Unlike the September 11 commission, the Iraq Study Group has no statutory mandate. Its recommendations are not binding on Mr. Bush. But Democrats who want the president to change course in Iraq and bring troops home are expected to embrace any recommendation, no matter how imprecise, to cut troop levels in the near future.

The study group is somewhat unique.

“It’s the old throwback to the ‘wise men,’ ” said Richard Shultz, director of International Security Studies Program at Tufts University’s Fletcher School. “Johnson did the same thing.”

Mr. Johnson, his Vietnam War policy in shambles, summoned some of the most experienced minds in the Democratic Party to come to the White House on a number of occasions in 1967 and 1968 to advise the president. The list included Dean Acheson, President Truman’s secretary of state; Judge Abe Fortas; and retired Gen. Omar Bradley, one of the top U.S. commanders in World War II.
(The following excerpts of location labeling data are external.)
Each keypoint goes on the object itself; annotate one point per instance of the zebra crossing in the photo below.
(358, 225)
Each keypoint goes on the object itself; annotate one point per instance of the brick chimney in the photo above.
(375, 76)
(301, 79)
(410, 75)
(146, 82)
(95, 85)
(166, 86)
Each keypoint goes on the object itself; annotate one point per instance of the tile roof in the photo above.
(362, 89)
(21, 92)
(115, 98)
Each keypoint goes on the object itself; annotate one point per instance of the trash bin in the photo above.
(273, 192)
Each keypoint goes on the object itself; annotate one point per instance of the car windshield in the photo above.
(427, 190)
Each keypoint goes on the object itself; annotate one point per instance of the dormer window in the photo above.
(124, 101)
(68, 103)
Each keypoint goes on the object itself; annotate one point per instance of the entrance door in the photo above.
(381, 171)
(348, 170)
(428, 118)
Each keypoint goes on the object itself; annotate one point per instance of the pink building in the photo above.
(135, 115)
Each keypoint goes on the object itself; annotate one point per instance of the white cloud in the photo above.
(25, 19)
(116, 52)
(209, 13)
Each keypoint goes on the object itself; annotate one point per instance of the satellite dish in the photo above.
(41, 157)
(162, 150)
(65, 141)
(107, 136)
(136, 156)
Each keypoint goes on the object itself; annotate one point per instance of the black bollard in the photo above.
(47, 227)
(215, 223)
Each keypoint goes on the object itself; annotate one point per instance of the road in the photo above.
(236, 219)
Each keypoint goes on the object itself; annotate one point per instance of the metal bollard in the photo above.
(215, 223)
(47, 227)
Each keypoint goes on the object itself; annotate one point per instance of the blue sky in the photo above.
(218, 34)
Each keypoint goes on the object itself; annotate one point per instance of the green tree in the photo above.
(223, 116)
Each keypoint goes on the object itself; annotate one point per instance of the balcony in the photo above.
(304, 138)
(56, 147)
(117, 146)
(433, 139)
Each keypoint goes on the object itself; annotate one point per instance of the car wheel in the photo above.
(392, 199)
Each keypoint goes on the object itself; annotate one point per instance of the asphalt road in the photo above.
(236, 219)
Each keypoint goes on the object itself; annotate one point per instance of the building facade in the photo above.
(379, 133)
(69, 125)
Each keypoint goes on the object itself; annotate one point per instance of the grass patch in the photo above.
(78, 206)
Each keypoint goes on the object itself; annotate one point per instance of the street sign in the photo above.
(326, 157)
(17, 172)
Unlike the Iraq Study Group, however, Mr. Johnson’s “wise men” did not constitute a formal group, with staff and a congressional budget.

“The extent of [the Iraq Study Group] is unique, but it’s the same principle: The ‘wise men,’ ” Mr. Shultz said.

Three weeks after the “wise men” came for a Nov. 2, 1967, meeting, Robert McNamara resigned as Mr. Johnson’s defense secretary in a break over war policy.